Saturday, December 31, 2011

Wednesday, December 28, 2011

out of season

just wandering around the garden today I found these plants in flower (from the top, camelia, feverfew, geranium and cape lily), in addition to our normal winter flowering shrubs mahonia and viburnum. The camelia is at least two months earlier than usual. Any hard frost now will damage the buds. What a strange year!

Saturday, December 24, 2011

only in our imagination

It's been a tumultuous year for everyone everywhere, and a sad one for us, but here's to a Merry Christmas and a prosperous New Year to you all.


Spot and the OHG

Monday, December 19, 2011


At this time of year in the meadows it feels as if the party is over, the tussocks are drab and collapsed, seed heads look like cigarette butts chucked on the floor and ground out, the carpet is sodden, and the buzz of conversation has gone. All that chatting up and flirting, and vivid displaying on the dance floor in party frocks is over. No one has cleared up yet, but one gets the impression that the party goers, once over their hangovers, somehow somewhere will start the party again next year.
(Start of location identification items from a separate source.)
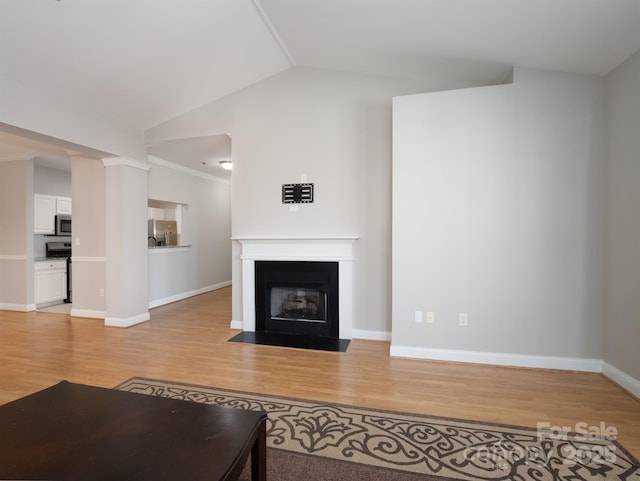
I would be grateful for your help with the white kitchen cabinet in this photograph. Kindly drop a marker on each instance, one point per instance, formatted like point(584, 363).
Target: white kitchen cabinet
point(44, 211)
point(63, 205)
point(50, 281)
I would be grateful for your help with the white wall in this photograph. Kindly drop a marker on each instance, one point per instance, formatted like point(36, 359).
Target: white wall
point(206, 263)
point(89, 238)
point(336, 128)
point(24, 105)
point(16, 243)
point(498, 196)
point(50, 181)
point(622, 318)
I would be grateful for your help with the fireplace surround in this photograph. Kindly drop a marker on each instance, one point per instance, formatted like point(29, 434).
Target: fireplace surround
point(338, 250)
point(297, 297)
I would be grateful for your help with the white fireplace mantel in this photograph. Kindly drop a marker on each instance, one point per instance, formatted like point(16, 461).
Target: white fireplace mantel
point(316, 249)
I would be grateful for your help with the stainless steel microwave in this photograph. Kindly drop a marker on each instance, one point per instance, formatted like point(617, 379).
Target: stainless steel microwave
point(63, 224)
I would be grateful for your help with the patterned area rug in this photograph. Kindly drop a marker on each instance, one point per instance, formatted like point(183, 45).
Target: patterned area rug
point(444, 448)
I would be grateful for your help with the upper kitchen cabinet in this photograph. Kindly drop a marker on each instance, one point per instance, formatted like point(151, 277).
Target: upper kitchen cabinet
point(45, 208)
point(44, 211)
point(63, 205)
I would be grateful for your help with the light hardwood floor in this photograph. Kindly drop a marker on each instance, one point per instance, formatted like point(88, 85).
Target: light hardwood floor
point(187, 341)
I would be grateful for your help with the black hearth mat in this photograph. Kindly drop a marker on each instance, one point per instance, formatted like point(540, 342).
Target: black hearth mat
point(291, 340)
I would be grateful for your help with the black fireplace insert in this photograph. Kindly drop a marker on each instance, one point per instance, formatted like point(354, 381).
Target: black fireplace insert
point(297, 297)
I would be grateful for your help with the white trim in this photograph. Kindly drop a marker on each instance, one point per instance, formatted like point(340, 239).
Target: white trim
point(186, 170)
point(371, 335)
point(87, 259)
point(499, 359)
point(126, 322)
point(17, 307)
point(236, 325)
point(18, 157)
point(184, 295)
point(622, 379)
point(168, 249)
point(273, 32)
point(113, 161)
point(298, 238)
point(93, 314)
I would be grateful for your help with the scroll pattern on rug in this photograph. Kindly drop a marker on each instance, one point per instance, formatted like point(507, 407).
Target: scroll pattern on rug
point(448, 448)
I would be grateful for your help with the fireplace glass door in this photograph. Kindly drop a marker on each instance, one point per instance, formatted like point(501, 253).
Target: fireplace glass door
point(297, 298)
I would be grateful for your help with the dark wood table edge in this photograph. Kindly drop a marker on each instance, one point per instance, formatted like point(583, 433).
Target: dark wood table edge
point(255, 446)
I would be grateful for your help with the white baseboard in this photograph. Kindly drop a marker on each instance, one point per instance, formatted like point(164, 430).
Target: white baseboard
point(127, 322)
point(88, 313)
point(622, 379)
point(500, 359)
point(237, 325)
point(184, 295)
point(17, 307)
point(371, 335)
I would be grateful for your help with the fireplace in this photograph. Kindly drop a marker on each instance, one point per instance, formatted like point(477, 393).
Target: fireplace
point(335, 250)
point(297, 297)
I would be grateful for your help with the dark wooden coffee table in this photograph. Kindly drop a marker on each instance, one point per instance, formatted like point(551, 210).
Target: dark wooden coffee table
point(72, 431)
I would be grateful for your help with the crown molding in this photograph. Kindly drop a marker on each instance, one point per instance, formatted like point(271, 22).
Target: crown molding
point(185, 170)
point(112, 161)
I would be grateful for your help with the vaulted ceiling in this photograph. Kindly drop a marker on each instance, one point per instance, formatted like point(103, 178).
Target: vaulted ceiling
point(142, 62)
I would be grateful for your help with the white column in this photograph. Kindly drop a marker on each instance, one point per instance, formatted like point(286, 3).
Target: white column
point(127, 291)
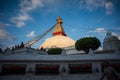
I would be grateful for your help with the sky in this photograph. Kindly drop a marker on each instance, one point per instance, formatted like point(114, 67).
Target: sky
point(23, 20)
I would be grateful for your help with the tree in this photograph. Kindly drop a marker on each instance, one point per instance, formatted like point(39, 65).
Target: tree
point(54, 51)
point(87, 43)
point(22, 45)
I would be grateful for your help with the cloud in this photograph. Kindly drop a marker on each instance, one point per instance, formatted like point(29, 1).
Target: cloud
point(109, 8)
point(25, 7)
point(100, 30)
point(92, 5)
point(5, 35)
point(31, 34)
point(3, 25)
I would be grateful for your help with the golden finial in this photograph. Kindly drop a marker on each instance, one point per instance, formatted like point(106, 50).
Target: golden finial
point(59, 20)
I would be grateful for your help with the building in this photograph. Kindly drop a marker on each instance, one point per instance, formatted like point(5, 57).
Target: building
point(59, 38)
point(32, 64)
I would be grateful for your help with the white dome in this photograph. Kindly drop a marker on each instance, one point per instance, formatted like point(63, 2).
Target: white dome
point(58, 41)
point(111, 42)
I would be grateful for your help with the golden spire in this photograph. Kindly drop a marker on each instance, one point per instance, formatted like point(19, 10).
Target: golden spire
point(59, 31)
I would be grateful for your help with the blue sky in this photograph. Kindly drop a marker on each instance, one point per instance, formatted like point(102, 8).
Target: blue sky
point(22, 20)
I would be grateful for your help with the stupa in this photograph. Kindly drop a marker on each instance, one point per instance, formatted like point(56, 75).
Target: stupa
point(59, 38)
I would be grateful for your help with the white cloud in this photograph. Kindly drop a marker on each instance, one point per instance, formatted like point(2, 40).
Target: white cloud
point(3, 25)
point(109, 8)
point(25, 7)
point(100, 30)
point(31, 34)
point(5, 35)
point(91, 5)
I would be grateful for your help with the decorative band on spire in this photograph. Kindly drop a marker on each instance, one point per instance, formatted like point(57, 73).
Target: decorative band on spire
point(59, 31)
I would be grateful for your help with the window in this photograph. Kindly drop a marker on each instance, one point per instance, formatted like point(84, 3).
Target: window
point(46, 69)
point(80, 68)
point(13, 69)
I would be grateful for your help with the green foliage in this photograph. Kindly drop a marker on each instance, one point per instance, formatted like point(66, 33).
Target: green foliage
point(87, 43)
point(54, 51)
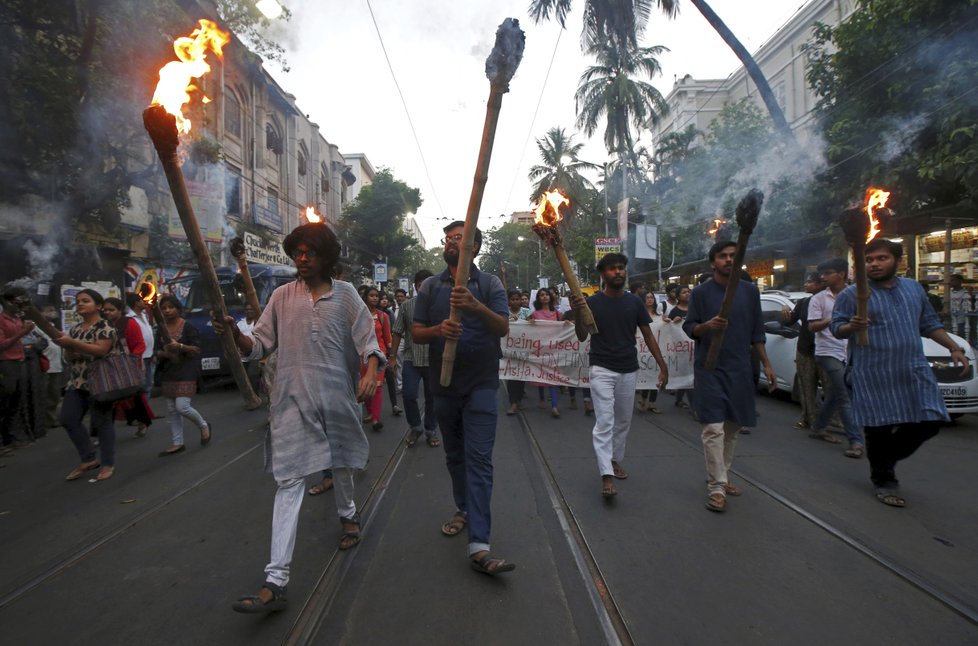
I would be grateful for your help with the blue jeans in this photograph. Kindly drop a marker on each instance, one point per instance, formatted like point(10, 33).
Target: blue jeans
point(76, 403)
point(837, 397)
point(411, 378)
point(468, 428)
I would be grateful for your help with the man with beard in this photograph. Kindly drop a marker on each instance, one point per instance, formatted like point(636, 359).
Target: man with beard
point(613, 360)
point(894, 392)
point(724, 401)
point(321, 331)
point(466, 409)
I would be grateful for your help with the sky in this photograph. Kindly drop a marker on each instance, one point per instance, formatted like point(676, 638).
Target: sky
point(437, 50)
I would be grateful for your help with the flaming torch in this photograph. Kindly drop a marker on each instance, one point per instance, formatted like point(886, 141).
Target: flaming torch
point(860, 225)
point(747, 212)
point(500, 67)
point(164, 121)
point(545, 226)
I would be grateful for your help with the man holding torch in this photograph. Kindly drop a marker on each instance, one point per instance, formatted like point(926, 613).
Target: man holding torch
point(467, 407)
point(724, 401)
point(614, 364)
point(321, 332)
point(895, 395)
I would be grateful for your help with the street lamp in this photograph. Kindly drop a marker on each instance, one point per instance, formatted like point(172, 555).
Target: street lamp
point(539, 257)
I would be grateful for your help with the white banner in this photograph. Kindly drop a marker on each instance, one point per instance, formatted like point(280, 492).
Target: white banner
point(549, 352)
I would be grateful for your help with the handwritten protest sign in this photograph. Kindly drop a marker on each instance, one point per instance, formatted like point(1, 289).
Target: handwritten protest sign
point(549, 352)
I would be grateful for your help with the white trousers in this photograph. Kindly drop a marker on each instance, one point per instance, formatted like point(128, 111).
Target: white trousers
point(719, 440)
point(613, 397)
point(285, 519)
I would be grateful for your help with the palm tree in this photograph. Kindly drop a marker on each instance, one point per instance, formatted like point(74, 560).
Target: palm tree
point(561, 169)
point(624, 20)
point(612, 90)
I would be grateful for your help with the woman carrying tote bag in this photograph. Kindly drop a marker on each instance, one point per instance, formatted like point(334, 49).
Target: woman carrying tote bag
point(94, 337)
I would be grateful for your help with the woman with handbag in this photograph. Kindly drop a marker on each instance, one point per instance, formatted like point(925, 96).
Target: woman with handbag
point(179, 369)
point(94, 337)
point(129, 338)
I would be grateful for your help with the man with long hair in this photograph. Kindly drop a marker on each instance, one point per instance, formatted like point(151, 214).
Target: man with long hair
point(321, 332)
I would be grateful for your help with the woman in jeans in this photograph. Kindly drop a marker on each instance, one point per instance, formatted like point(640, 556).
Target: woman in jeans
point(179, 369)
point(94, 337)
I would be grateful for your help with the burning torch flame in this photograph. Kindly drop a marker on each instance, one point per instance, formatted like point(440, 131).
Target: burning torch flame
point(312, 217)
point(147, 292)
point(875, 199)
point(173, 90)
point(548, 208)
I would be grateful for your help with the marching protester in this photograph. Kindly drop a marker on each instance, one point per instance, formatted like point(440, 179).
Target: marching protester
point(12, 395)
point(94, 337)
point(544, 309)
point(467, 407)
point(724, 401)
point(129, 338)
point(805, 366)
point(314, 420)
point(677, 315)
point(614, 365)
point(178, 363)
point(830, 357)
point(894, 392)
point(415, 371)
point(382, 329)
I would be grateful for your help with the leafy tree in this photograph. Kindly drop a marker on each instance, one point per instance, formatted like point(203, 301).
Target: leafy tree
point(373, 223)
point(896, 105)
point(560, 168)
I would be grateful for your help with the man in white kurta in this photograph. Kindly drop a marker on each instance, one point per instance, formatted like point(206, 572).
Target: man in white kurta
point(321, 332)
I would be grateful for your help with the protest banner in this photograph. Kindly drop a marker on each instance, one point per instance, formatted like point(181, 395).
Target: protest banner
point(548, 352)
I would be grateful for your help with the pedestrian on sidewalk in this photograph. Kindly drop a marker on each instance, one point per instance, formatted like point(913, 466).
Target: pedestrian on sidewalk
point(614, 364)
point(321, 333)
point(830, 357)
point(12, 378)
point(415, 371)
point(805, 366)
point(94, 337)
point(724, 401)
point(179, 368)
point(895, 397)
point(466, 408)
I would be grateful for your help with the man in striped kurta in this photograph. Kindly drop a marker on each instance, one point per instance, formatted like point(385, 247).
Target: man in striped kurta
point(894, 392)
point(321, 332)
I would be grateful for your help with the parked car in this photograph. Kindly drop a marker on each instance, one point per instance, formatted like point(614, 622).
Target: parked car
point(960, 392)
point(198, 305)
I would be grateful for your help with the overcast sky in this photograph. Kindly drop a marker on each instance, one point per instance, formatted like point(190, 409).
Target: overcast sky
point(437, 49)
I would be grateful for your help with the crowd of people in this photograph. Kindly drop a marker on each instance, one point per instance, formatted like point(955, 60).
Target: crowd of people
point(354, 343)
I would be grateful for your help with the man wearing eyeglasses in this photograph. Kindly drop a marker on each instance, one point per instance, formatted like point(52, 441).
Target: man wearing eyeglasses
point(467, 408)
point(12, 330)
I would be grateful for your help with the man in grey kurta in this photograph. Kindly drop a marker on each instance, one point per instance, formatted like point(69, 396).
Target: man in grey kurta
point(321, 332)
point(895, 396)
point(724, 399)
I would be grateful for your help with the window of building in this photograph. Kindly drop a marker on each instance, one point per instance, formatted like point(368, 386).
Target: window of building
point(232, 115)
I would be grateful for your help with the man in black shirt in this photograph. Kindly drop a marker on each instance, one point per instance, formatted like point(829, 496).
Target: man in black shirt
point(613, 357)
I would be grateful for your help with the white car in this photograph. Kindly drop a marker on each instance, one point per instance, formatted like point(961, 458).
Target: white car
point(960, 392)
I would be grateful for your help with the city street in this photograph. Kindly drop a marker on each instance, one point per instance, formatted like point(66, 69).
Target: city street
point(807, 555)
Tuesday, December 13, 2011

funnel troops

not a lot is going on at the moment although there are more mushrooms about than usual for the time of year. These very large mushrooms are one of the species of clitocybe and are large enough to be gigantea (edible when boiled) or geotropa (v edible), but are probably just plain old common funnel mushrooms (edible). A group like this is called a troop. As usual I cannot tell which is which. My unease about eating wild mushrooms is not helped by the mention (in only one of my reference books but not the others) of the spread of the Paralysis funnel, (C. amoenolens) which is easily mistaken for the others other than that it smells of ripe pears, the ivory clitocybe (deadly poisonous) which is common on lawns. These look edible but are ivory coloured, and don't smell of much at all! It's back to the superstore then.

Sunday, December 04, 2011

snipe starling

a starling looking very smart after the autumn moult. The new feathers have creamy tips that stand out from the dark background, and the back feathers are paler brown than in the summer. Below is a snipe caught in mid flight. This was one of a party of 6 or 7,  small groups like this are called wisps. There are two types of snipe, common and Jack. This is probably the common snipe becausethe wisp was feeding on very damp marsh land. They are extremely quick on the wing.

Lurchers frighten off rabbit

large buck rabbit looking very scared in flower bed after severe warning as to future conduct. We will stop at nothing to rid our garden of rabbits as long as it doesn't involve running around and barking.